Unfortunately, the workplace does come with a lot of pressure and anxiety from time to time. It’s never pleasant, but recruiters do need to know that they’re hiring people who can deal with a little stress – not that interviews aren’t stressful enough.
A solid answer shows the ability to deal well with uncomfortable, burdensome questions. This might be useful when dealing with difficult clients in the future.
This is also a good question to see how enthusiastic the candidate is about the job. A good response shows they’ve done their homework, they think their unique abilities make them right for the role, and they’re sure of this!
Q is for quality of response. Just like the latter point states, this is a great question to pull out because it shows how prepared the candidate is for the interview. Quality over quantity – you, being the employer, don’t want an essay, you want a ‘BAM’ response that’ll leave you thinking ‘this kid knows his stuff.’

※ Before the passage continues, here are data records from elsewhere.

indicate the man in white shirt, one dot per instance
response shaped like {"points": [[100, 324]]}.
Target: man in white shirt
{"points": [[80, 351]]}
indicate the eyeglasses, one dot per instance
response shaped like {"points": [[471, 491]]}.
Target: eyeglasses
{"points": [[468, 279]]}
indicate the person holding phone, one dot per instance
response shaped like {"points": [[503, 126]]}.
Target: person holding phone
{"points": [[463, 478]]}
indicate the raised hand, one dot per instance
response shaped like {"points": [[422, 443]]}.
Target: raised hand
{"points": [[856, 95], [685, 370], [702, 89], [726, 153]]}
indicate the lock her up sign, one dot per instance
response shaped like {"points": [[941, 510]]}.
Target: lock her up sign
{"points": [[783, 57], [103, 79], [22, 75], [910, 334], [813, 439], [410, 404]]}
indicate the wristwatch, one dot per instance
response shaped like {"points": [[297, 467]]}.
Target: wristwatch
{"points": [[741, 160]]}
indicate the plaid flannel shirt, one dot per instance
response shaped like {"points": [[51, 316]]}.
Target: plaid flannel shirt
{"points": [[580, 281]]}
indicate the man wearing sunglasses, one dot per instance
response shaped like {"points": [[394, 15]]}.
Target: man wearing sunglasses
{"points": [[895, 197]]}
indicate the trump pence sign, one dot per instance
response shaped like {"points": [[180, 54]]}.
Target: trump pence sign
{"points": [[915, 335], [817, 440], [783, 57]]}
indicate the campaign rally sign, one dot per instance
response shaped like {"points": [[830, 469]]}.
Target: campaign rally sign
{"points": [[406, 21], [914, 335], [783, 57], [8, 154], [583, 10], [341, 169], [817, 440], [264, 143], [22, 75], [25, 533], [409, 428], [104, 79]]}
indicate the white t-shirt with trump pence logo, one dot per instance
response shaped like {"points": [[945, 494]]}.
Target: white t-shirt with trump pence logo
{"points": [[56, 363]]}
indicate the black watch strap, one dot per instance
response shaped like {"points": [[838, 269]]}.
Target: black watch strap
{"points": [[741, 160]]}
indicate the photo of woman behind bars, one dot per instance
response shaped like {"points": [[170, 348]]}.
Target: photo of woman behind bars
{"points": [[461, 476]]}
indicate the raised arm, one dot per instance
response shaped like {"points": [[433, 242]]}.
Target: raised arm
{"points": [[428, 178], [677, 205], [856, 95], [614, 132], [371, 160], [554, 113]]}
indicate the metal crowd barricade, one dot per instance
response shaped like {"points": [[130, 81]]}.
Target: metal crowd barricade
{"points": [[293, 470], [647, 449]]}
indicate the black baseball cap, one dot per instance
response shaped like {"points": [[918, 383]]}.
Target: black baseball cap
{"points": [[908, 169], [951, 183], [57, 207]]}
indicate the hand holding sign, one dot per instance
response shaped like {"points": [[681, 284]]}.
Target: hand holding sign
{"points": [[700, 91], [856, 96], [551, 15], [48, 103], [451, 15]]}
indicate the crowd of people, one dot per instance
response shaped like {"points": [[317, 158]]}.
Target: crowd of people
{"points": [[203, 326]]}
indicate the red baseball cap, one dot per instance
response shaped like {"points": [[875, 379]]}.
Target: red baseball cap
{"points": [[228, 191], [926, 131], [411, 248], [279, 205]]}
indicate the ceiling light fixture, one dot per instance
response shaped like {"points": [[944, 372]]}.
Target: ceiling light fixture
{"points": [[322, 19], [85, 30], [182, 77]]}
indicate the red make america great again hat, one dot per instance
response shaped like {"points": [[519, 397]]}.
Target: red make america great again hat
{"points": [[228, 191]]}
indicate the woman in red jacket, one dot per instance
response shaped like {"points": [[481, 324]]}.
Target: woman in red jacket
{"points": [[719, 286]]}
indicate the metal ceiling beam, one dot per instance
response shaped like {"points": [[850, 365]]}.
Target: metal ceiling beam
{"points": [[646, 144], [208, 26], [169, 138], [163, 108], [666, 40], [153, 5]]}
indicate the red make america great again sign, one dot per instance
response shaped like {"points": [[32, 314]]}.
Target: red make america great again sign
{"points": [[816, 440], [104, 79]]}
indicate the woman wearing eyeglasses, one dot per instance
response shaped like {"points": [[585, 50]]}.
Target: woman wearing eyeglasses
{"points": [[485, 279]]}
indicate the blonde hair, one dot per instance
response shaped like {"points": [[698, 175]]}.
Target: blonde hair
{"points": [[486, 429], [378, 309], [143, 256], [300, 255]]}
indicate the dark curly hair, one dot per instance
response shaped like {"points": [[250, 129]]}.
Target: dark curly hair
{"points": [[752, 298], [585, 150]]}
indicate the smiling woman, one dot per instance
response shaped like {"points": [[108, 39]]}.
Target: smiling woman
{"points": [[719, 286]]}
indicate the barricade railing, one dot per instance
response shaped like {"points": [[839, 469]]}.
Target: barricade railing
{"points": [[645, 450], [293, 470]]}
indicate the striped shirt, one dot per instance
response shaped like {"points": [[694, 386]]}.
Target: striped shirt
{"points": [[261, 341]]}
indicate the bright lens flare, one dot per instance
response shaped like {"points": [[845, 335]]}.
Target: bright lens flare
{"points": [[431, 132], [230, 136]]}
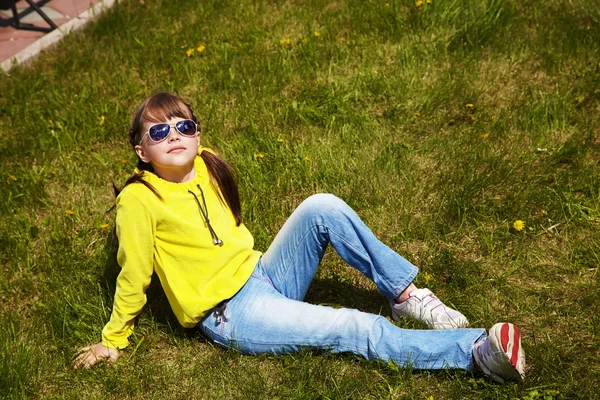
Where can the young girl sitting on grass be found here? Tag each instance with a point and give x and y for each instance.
(179, 215)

Employers don’t want to play guessing games. In an interview, the candidate should lay themselves bare. What makes you worth the risk? Why should you be hired? Because you’re unique for this, this and this reason. Bish, bash, bosh.
While, as an employer, you want to look for someone who will integrate well and conform to the company standards, you also don’t want to hire someone who is a bit of a sheep, only follows the herd, and doesn’t really have anything to see for themselves.
Don’t think that this is a repeat of I. Discussing uniqueness in an interview is a conduit to revealing how enthusiastic the employee will be in the future if they join the company. A good energetic response, shown through their interest and confidence, is a reassuring and welcomed sign for employers.
Likewise, positive energy shows that the candidate is grateful for being invited to the interview in the first place and highlights how they potentially feel about themselves.
What’s more, employers should look out for whether the employee talks enthusiastically about themselves.
It’s an honest remark that most people don’t particularly enjoy talking about themselves, but employers need to trust that the candidate has enough self-confidence to sell themselves before they can trust they’ll be able to sell the company’s image.
If your candidate is ticking all the above boxes, you may just have found your next hire.
While this article probably isn’t going to make candidates like you anymore, hopefully we’ve been able to show you why it’s important to bring up the 'U' word – even if it does make your interviewee squirm. Gulp.
As a final note to employers though, make sure you know what makes your company unique too! The ball is not always in your court – employers should be just as prepared for queries in interviews as the candidates.